Parties civiles en porte-à-faux
"Les parties civiles ont voulu faire du procès Costes celui du racisme sur Internet, glissait, avant l’audience, Valentin Lacambre, hébergeur du site costes.org (mais qui, pour une fois, n’est pas mis en cause dans l’affaire). Le problème, c’est que le seul site qu’elles pouvaient attaquer en France n’est pas un cas exemplaire." Quatre associations se sont constituées parties civiles : la LDH (Ligue des droits de l’homme), le MRAP (Mouvement contre le racisme et pour l’amitié entre les peuples), l’UEJF (Union des étudiants juifs de France) et la LICRA (Ligue contre le racisme et l’antisémitisme). De fait, aucune d’entre elles ne cherche dans sa plaidoirie à prouver que Costes est un raciste notoire. "Quoique le fait qu’il dise traduire des pulsions enfouies en lui laisse penser qu’il a un problème", estime l’ avocat du MRAP. Quant au représentant de la LICRA, il s’offusque de sentir que l’on "tourne la responsabilité contre les associations en les accusant d’atteindre à la liberté d’expression". C’est sans doute pour éviter ce procès que les quatre associations se sont permis de juger trop sévère la peine d’emprisonnement requise par l’avocat général. Tout en suivant l’argument de celui-ci selon lequel les propos sont dangereux en eux-mêmes. Ils réclament des dommages intérêts.
Les limites de l’art
L’avocat de Jean-Louis Costes l’avait bien compris, la seule ligne de défense tenable consistait à démontrer que les propos en eux-mêmes ne constituaient pas une incitation à la haine raciale. Il rappellera tout de même que le même tribunal a tenu compte, dans une autre affaire, du contexte dans lequel des propos racistes avaient été tenus. Ce qui avait abouti à un non-lieu. Mais pour l’avocat, l’essentiel est dans le texte. Son rythme, l’outrance des propos et leur caractère obsessionnel. "L’anarchie des termes rompt le lien entre le mot et l’action", plaide-t-il. Puis faisant référence au pamphlet antisémite interdit de Louis-Ferdinand Céline : "On devrait autoriser la publication de Bagatelles pour un massacre car, comme là aussi, l’outrance ôte toute crédibilité à son discours raciste." Mais n’est-ce pas alors accorder un quitus à la publication de propos racistes à condition qu’ils soient extrêmes ?
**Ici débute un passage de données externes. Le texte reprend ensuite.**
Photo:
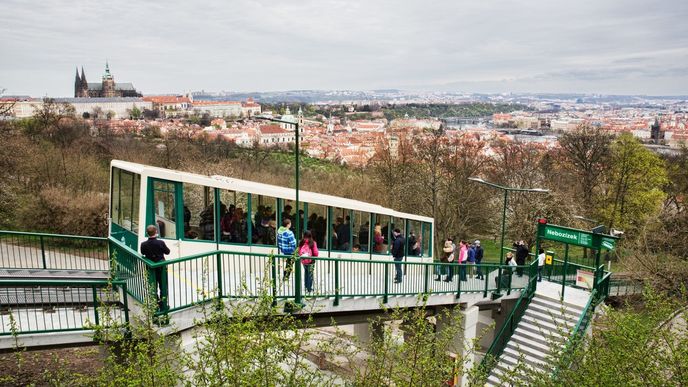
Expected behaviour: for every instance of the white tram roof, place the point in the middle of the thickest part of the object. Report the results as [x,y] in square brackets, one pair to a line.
[229,183]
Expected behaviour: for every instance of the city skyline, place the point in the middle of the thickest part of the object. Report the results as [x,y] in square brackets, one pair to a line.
[619,47]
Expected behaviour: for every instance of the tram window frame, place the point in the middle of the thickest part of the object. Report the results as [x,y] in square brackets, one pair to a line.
[340,213]
[387,237]
[257,200]
[151,210]
[129,196]
[417,227]
[426,244]
[320,210]
[238,197]
[303,206]
[358,219]
[209,199]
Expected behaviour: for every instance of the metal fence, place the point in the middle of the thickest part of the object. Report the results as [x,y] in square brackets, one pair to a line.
[186,281]
[39,306]
[24,250]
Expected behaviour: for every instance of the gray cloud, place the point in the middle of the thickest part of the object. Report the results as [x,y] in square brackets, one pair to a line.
[617,46]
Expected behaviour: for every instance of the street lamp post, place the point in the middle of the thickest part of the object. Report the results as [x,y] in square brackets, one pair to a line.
[506,198]
[297,224]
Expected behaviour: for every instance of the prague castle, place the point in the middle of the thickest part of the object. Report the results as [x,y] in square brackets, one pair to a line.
[107,88]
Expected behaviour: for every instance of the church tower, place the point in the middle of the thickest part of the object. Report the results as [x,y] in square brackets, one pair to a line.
[108,83]
[77,84]
[80,85]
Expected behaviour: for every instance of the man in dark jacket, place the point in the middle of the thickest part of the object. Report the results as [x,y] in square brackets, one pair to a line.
[478,259]
[398,254]
[521,256]
[155,250]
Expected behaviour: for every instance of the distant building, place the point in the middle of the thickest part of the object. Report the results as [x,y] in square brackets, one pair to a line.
[274,135]
[85,107]
[169,105]
[107,88]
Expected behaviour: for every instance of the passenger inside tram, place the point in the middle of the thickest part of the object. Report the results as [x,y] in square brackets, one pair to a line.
[363,236]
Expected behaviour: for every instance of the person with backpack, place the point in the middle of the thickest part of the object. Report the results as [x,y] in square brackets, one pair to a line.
[308,249]
[478,259]
[541,263]
[463,260]
[286,245]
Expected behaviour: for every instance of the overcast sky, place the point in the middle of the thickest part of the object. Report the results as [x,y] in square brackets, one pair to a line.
[594,46]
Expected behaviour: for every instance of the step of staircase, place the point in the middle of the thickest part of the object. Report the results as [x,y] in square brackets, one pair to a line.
[542,330]
[551,317]
[567,315]
[556,304]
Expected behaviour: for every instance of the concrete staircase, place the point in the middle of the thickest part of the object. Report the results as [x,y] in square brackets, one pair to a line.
[544,328]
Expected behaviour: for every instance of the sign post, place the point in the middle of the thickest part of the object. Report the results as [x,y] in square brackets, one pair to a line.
[576,237]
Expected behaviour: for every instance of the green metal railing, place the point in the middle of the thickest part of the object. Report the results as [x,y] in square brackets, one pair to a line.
[511,321]
[25,250]
[579,330]
[190,280]
[40,306]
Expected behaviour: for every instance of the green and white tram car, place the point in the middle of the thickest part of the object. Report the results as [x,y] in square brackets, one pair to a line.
[199,214]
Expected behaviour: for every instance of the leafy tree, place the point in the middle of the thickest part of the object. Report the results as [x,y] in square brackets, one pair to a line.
[585,153]
[634,187]
[135,113]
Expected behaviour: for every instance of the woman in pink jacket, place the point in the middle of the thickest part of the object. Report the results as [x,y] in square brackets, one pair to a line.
[463,258]
[307,250]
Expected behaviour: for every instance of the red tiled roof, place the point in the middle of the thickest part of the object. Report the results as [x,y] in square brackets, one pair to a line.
[209,103]
[167,99]
[271,129]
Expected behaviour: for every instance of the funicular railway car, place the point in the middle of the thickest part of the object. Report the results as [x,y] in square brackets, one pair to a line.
[200,214]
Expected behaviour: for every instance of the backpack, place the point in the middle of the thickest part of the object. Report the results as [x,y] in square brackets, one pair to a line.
[305,253]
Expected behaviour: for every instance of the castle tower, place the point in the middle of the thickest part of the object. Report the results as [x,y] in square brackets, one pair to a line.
[108,83]
[77,84]
[80,85]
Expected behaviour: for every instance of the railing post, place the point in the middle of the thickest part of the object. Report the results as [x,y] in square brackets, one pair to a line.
[219,275]
[297,280]
[385,297]
[164,296]
[125,302]
[425,274]
[458,290]
[273,272]
[486,275]
[336,283]
[95,304]
[43,251]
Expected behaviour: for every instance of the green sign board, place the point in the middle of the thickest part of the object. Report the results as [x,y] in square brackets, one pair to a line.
[608,243]
[566,235]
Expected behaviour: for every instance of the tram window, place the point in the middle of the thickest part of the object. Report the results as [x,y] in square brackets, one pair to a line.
[115,197]
[234,223]
[264,218]
[399,223]
[125,199]
[360,227]
[414,240]
[199,209]
[317,224]
[288,210]
[163,208]
[426,244]
[341,229]
[381,233]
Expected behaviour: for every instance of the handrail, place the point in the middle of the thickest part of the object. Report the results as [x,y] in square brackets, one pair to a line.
[511,320]
[282,256]
[581,326]
[53,235]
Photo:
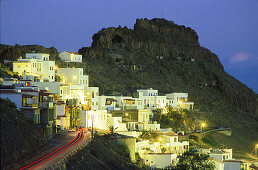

Le dernier mot revient à Jean-Louis Costes : "Ce jugement pose les limites de l’art. Soit on considère que l’artiste peut exposer la réalité de façon brutale et sans message, soit on estime que l’art corrompt et doit se mettre au service de la politique du sage. Je m’accrocherai toujours à la première conception." Applaudissements dans la salle. Le président du tribunal proteste : "Ce n’est pas le lieu pour ça, d’autant que la position des parties civiles aurait, elle aussi, mérité des applaudissements." Jugement le 20 décembre.